Na proposta de Barbosa (2001), está prevista uma organização mais estruturada que permite a implementação da Modelagem, mesmo com professores que estejam iniciando esse tipo de proposta de ensino. Embora se mantenha o interesse dos estudantes, o autor ainda deixa sob responsabilidade docente as intervenções iniciais, tais como a escolha do problema e a seleção dos dados. No caso 1, o professor exibe o problema e os dados, cabendo ao aluno a investigação para resolução deste problema. No de número 2, o professor expõe o problema e os alunos se encarregam, tanto da coleta dos dados, quanto da investigação para resolvê-lo. Por fim, no caso 3, os alunos são responsáveis, juntamente com o professor, pela escolha do tema, elaboração das hipóteses e resolução do problema.
Nessa perspectiva, devemos pensar que o desenvolvimento de atividades de Modelagem Matemática, como qualquer proposta pedagógica, envolve o planejamento das ações que serão implementadas com os estudantes. Esse planejamento, geralmente, pressupõe uma ordem lógica das ações que serão desenvolvidas na aula regular com previsão do tempo para cada etapa, recursos que serão empregados, dentro outros aspectos.

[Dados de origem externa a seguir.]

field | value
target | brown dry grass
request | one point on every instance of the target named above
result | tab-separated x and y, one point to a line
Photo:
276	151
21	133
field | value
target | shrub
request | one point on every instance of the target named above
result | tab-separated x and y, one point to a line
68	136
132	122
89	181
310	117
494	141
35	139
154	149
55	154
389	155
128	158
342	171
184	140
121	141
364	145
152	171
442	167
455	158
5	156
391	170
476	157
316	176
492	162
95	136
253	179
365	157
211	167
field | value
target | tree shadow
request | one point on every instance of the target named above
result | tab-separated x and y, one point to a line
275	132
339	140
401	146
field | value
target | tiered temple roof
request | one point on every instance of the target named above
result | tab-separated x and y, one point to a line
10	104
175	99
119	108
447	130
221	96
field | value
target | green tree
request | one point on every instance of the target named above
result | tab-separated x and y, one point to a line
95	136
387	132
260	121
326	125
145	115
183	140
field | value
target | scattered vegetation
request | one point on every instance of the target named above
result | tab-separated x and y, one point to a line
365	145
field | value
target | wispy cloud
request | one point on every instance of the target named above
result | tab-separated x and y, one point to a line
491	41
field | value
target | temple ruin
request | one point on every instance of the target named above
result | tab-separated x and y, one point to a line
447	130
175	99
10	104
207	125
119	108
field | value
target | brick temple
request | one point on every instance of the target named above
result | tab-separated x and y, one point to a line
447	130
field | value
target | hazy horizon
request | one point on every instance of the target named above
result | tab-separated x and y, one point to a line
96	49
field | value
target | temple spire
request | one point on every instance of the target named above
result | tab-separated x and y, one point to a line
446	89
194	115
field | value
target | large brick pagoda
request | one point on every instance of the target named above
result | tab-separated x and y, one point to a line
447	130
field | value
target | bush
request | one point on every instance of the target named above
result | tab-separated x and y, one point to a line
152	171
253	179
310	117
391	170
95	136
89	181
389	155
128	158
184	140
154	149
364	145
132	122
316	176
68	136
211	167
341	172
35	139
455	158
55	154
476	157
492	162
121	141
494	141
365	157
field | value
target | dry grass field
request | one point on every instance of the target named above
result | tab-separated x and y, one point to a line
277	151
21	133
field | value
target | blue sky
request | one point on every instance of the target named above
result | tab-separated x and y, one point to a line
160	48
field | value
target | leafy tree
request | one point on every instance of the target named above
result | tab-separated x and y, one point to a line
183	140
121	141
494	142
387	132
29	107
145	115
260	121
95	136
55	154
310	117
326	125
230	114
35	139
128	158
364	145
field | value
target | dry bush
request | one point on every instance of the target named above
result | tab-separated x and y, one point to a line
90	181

Considera-se, também, que o planejamento docente deve englobar a preparação ou análise do ambiente — informações acerca da escola, recursos didáticos disponíveis — e uma análise teórica relativa à seleção dos conteúdos de ensino, objetivos da aula, conhecimentos prévios dos estudantes (SOUSA, 2015).

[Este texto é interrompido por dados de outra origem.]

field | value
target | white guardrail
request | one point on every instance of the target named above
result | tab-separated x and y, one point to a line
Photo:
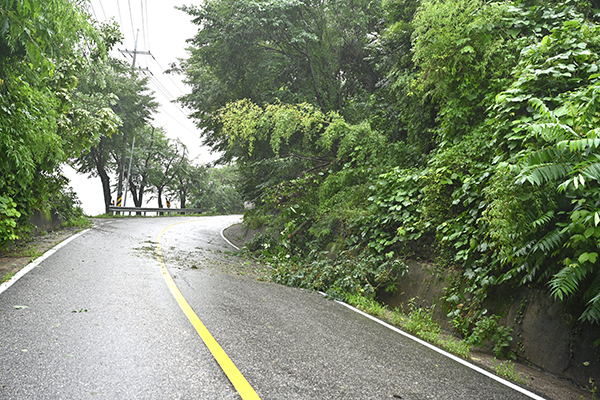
159	211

Para o planejamento das atividades de Modelagem, Mendonça e Lopes (2015) apresentam o princípio da organização, que prevê situações de ordem prática: “questões de currículo, conteúdo e tempo de duração de todo o trabalho e de suas etapas; e critérios para a formação de grupos e obtenção de material e de autorizações diversas” (p. 11-12). Com isto, o professor atenta para as especificidades do contexto escolar e pode criar um ambiente ou panorama propício ao ensino e aprendizagem, reduzindo as dificuldades operacionais da atividade.
Na Modelagem, evidencia-se que “os conceitos e ideias matemáticas exploradas dependem do encaminhamento que só se sabe à medida que os alunos desenvolvem a atividade”. (BARBOSA, 2001, p. 5). Além disso, “quando os alunos estão explorando um cenário, o professor não pode prever que questões vão aparecer” (SKOVSMOSE, 2000, p. 18). Assim, a obtenção de um modelo matemático poderá seguir trilhas distintas e demandar conceitos matemáticos diversos que terão relação com o nível de conhecimento dos estudantes e com a mediação docente.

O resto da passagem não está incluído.